James Hamilton, AWS' chief architect, wrote about this phenomena in 2017: At scale, rare events aren't rare; https://news.ycombinator.com/item?id=14038044

jdwithit · on July 28, 2023

James' posts are always a treat. It's so rare to encounter such plain, straightforward content from someone with a title and responsibilities like his. Without layers of marketing sugar over everything. Dude just wants to post about the cool shit he did on his GeoCities-tier website and I love it.

aborsy · on July 28, 2023

This phenomenon is just multiplication of the sample size (scale) times a probability (rare).

maweki · on July 28, 2023

It shows that, however improbable, people do win the lottery.

It's good to be reminded of that, if you've been trained for years, not to play the lottery because you personally won't ever win.

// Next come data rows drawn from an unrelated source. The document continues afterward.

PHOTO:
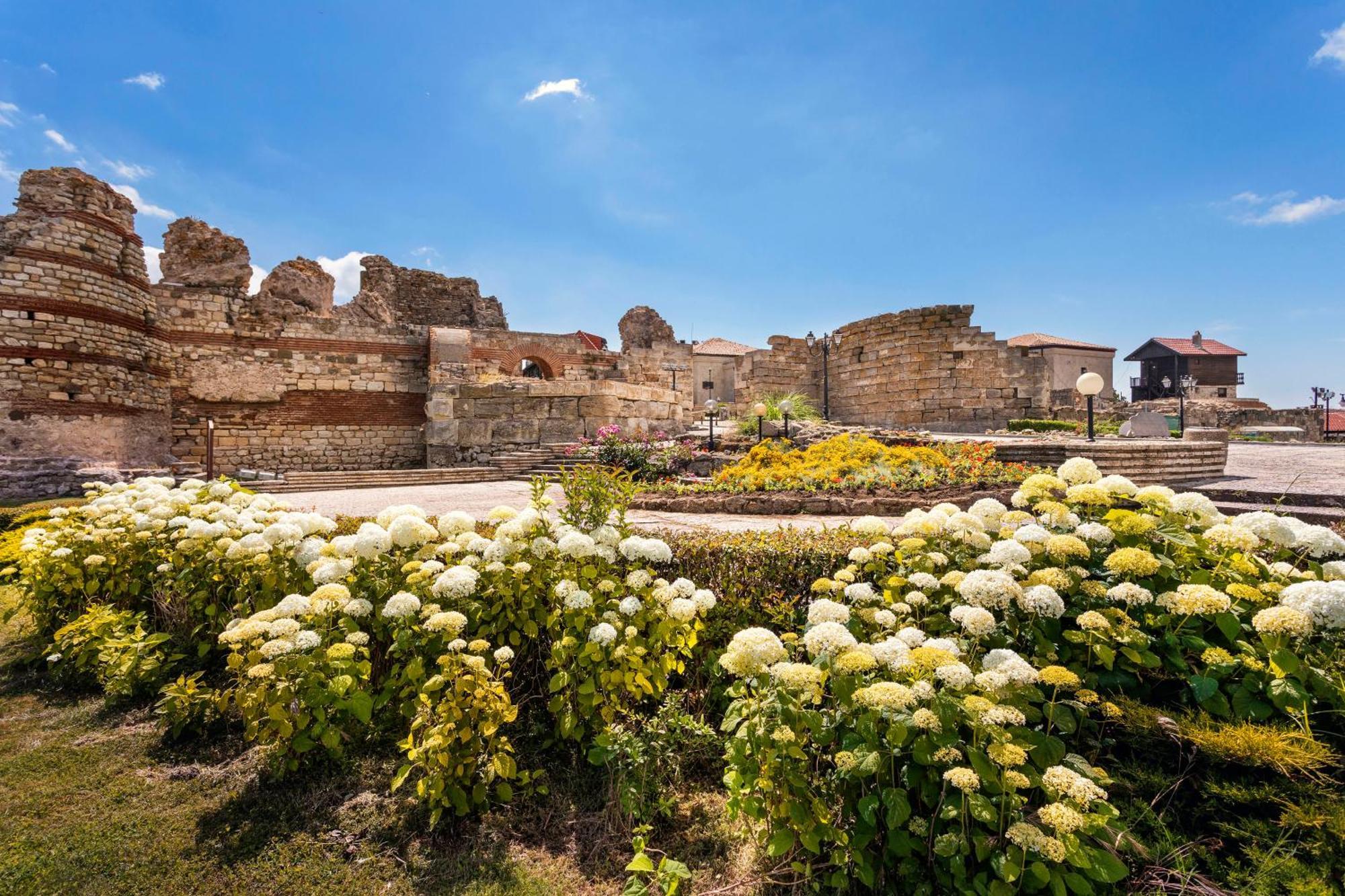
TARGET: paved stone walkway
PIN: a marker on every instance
(1252, 466)
(1262, 467)
(478, 498)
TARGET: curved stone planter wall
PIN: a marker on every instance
(1145, 462)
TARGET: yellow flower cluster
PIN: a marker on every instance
(1132, 561)
(771, 466)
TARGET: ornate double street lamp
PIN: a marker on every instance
(828, 342)
(759, 409)
(786, 409)
(1184, 384)
(1090, 385)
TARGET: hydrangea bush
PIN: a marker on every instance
(927, 723)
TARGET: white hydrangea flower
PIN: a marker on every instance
(825, 610)
(401, 606)
(603, 634)
(829, 638)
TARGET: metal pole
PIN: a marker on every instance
(827, 384)
(210, 448)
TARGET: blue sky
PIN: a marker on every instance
(1100, 171)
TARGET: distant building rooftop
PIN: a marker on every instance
(1196, 346)
(591, 341)
(1047, 341)
(716, 346)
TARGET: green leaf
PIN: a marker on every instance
(1108, 868)
(781, 842)
(1230, 626)
(1284, 662)
(1204, 688)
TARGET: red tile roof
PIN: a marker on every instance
(716, 346)
(1206, 348)
(591, 341)
(1047, 341)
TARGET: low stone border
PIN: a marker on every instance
(782, 503)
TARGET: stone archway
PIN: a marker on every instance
(547, 364)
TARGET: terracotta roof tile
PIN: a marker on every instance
(1047, 341)
(1206, 348)
(716, 346)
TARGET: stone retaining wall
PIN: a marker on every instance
(1145, 462)
(471, 423)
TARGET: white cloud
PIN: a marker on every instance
(346, 272)
(149, 80)
(60, 139)
(127, 170)
(145, 206)
(1335, 48)
(153, 263)
(572, 87)
(1280, 209)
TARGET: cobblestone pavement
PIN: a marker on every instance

In this case, the Cloud vendor is the lottery organizer and they indeed need to plan for people winning.

da39a3ee · on July 28, 2023

I agree with what I think is your sentiment -- that people seem to be treating this as if it's some sort of profound insight that you only get if you work at a very senior level in engineering for major US cloud providers, when it's in fact blindingly obvious!

Twirrim · on July 29, 2023

> that people seem to be treating this as if it's some sort of profound insight that you only get if you work at a very senior level in engineering for major US cloud providers, when it's in fact blindingly obvious!

I don't mean to imply it's a profound insight, and the discussions I had in AWS were never in those terms. It's just that when you're designing and building things that are going to operate at that scale, you have to very seriously consider the improbable.

What's more difficult is actually knowing what needs to be considered. e.g. prior to working at AWS, I don't think I'd have even considered "NIC corrupts packet, in such a way it gets to the OS mangled" as something that would be worth handling. Yet S3 and similar scale services see that and other improbable events so regularly that they actually have to consciously design for it, everywhere.

It's also one reason why larger services end up being incredibly conservative about the use of technology. You know what the failure modes are, however improbable, and can account for them. New technology tends to be kept on the fringes, and only adopted in more significant places once proven and improbable failures become understood.

da39a3ee · on July 31, 2023

Thanks! That was interesting and helpful.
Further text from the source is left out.